All Hb-containing solutions showed the change of absorption spectroscopy in the Q bands (Fig. 3A) as they traveled a longer distance and released oxygen (lines 2–6). The two characteristic peaks derived from HbO2 (top lines, 100% HbO2; λmax, 541 and 576 nm) tended to decrease and a new peak derived from deoxy-Hb (bottom lines, 100% deoxy-Hb; λmax, 555 nm) became evident, especially in the case of PolyBHb and SFHb solutions. Both HbV and RBCs showed two peaks, even at 9-cm traveling distance. Figure 4A presents the level of oxygenation vs. the traveling distance of four Hb-containing solutions. At 9-cm traveling distance, both PolyBHb and Hb solutions released O2 considerably, and the averaged levels of HbO2, respectively, became 27 ± 8 and 43 ± 6%. On the other hand, both HbV and RBCs, respectively, remained high levels of HbO2, 68 ± 7 and 76 ± 4%. The profile of HbV resembled that of RBCs.

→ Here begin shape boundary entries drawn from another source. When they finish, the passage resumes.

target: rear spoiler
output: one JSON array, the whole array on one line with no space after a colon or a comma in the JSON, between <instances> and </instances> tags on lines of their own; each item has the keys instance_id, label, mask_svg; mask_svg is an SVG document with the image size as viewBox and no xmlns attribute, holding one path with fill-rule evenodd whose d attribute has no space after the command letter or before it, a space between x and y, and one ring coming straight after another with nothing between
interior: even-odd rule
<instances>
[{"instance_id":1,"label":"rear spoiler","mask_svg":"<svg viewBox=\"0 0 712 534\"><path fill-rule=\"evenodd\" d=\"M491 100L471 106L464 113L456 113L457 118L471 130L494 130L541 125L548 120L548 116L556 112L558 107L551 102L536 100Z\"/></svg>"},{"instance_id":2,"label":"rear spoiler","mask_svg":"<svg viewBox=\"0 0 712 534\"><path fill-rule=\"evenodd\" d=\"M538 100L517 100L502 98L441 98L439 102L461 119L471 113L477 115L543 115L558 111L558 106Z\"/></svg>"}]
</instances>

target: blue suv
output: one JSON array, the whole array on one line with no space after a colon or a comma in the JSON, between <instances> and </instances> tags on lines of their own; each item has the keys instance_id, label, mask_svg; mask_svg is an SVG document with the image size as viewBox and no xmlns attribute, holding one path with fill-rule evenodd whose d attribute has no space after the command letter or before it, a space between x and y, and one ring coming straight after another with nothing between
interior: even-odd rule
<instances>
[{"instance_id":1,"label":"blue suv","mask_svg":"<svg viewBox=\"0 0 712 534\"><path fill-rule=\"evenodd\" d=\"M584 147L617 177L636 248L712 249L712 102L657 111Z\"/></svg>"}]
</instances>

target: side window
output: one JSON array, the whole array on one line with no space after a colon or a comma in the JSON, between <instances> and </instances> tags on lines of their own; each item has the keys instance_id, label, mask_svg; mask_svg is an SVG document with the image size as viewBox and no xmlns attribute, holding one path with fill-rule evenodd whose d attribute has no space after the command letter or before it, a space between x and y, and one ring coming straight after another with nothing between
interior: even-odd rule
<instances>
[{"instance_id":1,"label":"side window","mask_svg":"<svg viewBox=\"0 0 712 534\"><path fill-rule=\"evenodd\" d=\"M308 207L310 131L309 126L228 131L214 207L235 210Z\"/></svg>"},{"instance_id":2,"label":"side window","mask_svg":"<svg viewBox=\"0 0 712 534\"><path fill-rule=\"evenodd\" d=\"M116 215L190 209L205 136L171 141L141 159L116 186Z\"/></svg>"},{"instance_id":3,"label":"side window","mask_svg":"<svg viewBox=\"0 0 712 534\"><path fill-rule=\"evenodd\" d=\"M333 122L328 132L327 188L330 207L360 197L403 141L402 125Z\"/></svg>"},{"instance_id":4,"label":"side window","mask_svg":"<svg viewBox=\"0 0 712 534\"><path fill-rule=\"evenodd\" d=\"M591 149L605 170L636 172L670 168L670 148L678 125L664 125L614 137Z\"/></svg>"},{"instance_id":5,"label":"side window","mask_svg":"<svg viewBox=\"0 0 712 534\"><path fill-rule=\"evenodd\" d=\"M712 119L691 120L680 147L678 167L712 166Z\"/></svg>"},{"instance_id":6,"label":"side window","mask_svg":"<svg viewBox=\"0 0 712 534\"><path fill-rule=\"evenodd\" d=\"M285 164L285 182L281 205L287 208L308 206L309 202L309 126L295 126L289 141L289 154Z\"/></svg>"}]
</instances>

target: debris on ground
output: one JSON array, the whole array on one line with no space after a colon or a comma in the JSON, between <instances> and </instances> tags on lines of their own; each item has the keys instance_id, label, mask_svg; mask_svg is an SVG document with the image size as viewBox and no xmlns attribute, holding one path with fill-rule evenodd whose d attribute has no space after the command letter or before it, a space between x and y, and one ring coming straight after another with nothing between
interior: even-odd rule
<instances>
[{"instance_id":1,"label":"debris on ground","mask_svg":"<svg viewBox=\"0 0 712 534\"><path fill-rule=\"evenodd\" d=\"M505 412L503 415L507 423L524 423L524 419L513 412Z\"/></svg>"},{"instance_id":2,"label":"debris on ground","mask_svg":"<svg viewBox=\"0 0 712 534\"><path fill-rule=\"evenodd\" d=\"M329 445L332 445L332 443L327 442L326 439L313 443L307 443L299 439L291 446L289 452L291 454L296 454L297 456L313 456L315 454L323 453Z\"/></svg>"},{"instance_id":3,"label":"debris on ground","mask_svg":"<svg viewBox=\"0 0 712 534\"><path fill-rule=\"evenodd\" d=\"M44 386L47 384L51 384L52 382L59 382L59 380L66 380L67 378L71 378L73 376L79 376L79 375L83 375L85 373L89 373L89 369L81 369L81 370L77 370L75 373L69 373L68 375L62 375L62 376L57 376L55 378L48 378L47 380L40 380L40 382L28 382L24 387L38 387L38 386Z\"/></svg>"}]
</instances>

Figure 3B shows that all of the Hb-containing solutions showed a single peak at 555 nm attributable to deoxy-Hb (top lines). The absorption spectrum changes gradually, and two new peaks tended to appear at 540 and 569 nm (lines 2–6), indicating the conversion of deoxy-Hb to HbCO (bottom lines, 100% HbCO). The HbCO conversion rates of PolyBHb and Hb solutions were almost identical; the HbCO levels reached 94 ± 3 and 90 ± 3% at 9-cm traveling distance (Fig. 4B). On the other hand, HbV showed the lower rate of HbCO conversion, and it reached 71 ± 3% at 9-cm traveling distance, which was almost identical to the profile of RBCs (66 ± 4% at 9-cm traveling distance).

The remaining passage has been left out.